Kenyataan umat Islam
pada awal millennium ke-3 ini adalah sebagai umat terpinggirkan, tertindas dan
terjajah hak-haknya. Hal ini menyebabkan sebagian anggota dari umat yang
mempunyai ghirah agama yang tinggi berbekal dengan ilmu yang diperolehnya
mencari cara yang tercepat untuk mengembalikan izzah umat, dengan niat berjihad
mereka melancarkan serangan-serangan terhadap seluruh kepentingan kekuatan
kufur dan syirik dalam bentuk pemboman titik-titik penting simbol kekuatan durjana.

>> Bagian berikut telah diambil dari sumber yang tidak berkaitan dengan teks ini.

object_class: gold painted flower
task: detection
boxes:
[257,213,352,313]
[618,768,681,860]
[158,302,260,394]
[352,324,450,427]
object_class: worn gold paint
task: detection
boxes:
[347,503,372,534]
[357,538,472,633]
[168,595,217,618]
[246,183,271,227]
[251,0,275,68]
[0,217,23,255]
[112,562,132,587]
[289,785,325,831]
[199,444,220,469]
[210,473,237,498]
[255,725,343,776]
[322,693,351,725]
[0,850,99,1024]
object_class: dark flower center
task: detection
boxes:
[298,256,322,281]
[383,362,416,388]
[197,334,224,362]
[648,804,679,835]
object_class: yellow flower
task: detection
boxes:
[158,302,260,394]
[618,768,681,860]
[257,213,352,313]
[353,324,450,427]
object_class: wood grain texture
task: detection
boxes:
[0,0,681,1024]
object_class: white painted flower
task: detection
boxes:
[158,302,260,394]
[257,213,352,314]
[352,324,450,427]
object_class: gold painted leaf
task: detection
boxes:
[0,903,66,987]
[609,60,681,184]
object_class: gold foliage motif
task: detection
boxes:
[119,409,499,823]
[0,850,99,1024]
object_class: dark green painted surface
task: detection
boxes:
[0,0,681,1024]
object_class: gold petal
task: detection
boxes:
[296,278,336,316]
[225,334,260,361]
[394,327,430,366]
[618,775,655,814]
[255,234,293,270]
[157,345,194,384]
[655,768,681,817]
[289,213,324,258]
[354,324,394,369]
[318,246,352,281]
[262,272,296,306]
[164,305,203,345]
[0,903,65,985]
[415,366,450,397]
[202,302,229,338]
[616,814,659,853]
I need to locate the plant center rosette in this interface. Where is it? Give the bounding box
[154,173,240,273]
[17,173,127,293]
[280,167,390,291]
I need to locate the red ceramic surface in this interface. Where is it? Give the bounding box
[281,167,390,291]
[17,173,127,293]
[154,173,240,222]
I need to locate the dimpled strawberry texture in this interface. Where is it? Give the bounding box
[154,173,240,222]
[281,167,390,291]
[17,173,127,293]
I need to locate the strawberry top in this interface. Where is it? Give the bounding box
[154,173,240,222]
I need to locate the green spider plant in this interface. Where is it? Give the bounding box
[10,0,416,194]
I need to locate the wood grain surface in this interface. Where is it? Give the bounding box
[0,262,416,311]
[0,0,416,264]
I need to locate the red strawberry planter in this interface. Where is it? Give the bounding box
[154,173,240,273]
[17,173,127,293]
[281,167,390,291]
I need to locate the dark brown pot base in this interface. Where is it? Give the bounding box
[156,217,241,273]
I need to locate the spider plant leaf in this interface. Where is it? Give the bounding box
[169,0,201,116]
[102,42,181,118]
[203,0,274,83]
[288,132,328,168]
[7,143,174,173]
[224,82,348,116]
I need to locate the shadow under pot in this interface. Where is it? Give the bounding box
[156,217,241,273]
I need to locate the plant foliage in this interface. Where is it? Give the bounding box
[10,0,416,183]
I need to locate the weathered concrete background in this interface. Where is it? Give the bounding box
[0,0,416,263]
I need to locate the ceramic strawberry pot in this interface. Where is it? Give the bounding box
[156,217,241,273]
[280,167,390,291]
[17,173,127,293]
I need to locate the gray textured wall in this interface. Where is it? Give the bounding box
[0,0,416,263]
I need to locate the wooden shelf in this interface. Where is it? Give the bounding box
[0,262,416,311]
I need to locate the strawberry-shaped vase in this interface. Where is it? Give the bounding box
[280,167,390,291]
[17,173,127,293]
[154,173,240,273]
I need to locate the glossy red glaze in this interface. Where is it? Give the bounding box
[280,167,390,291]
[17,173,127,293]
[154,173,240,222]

Ijtihad fardi yang diikuti
dengan praktik dari sebagian anggota umat ini menambah coreng hitam dikening
umat sebagai "umat teroris", andai gelar ini di berikan karena
keiltizaman (komitmen) kita dengan Kitabullah dan sunnah Rasulullah shallallahu
`alaihi wa sallam dapat dipastikan tidak seorang muslim sejatipun yang
menolaknya bahkan diperintahkan meneror kekuatan syirik dan kufur dalam bentuk
I`dadul quwwah. Tetapi jika gelar ini dianugerahkan lantaran ijtihad fardi dari
sebagian umat yang perlu dikaji ulang, maka disini setiap individu umat harus
memberikan nasehat sesuai dengan kemampuan masing-masing.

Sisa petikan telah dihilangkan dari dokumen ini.